Short and small for his age, David has to take refuge with the lunch nerds for the first time in his life, and as the weeks go by barely manages to escape Tommy Murphy's promise to beat him up. His only bright spot are his TimeTalk videos, especially the one in which, lacking Elliott, he uses a magazine cover Jon Stewart as straight man. Despite his loneliness, David senses that this one is a winner and uploads it to YouTube along with the others. Then, amazingly, David does make one friend, the curly-haired charmer Sophie, who chooses him as a project partner and loves his comedy videos, enthusiastically emailing links to her former home-schooling friends network.
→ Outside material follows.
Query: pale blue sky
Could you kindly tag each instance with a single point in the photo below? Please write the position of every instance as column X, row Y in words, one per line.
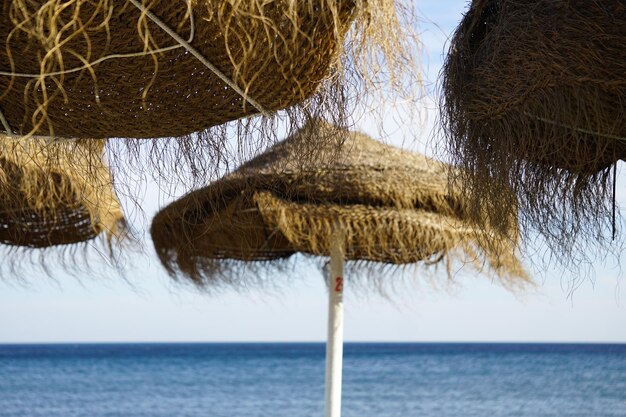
column 475, row 309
Suddenly David's YouTube videos go viral, and he finds himself a local media phenom, being interviewed by the local newspaper and a sort-of famous writer from the Philadelphia Inquirer. Still David feels like a nobody. What use is a million hits on YouTube while everyone at Harmon Middle School calls him by Murphy's nickname, "Lameberg." Even his sister, finally moved by the publicity to look at his uploaded videos, is embarrassed and outraged by her "acne forecast" role and isn't speaking to him. His dad orders him to take all the TalkTime video down immediately. And then, the final coup de grace on what seems the worst day of David's life, he finds Hammy dead, and almost loses it in science class, rushing out to hide his tears in the boys' bathroom, where he is ambushed by none other than Murphy, who finally submits David to that adolescent rite of passage, the "twirlie" in the latrine. To make the humiliation even worse, another kid gives the alarm to his teacher and David emerges, dripping with filthy toilet water and still weeping, to see his whole science class with their teacher watching outside the bathroom door.

It looks like things couldn't get worse. But then, Jon Daly sees his videos and loves them, even scheduling "his future replacement's" clips for an upcoming show. Will coast-to-coast media glory save David Greenberg's middle school years?

Donna Gephart, author of 2008's very funny and timely As If Being 12 3/4 Isn't Bad Enough, My Mother Is Running for President!, has in her latest How to Survive Middle School (Delacorte, 2010) a poignant yet hilarious tale of early adolescent angst which flows like a feature film script. All the characters are believable, and David himself is a particularly appealing character, confronted by the often incomprehensible mores of middle school, as a "wimpy kid" who uses his special talents to find his own place in both the middle school and the wider world as best he can. Kids, er, looking forward to their first days in the middle-school milieu will especially enjoy Gephart's story of how one boy makes it.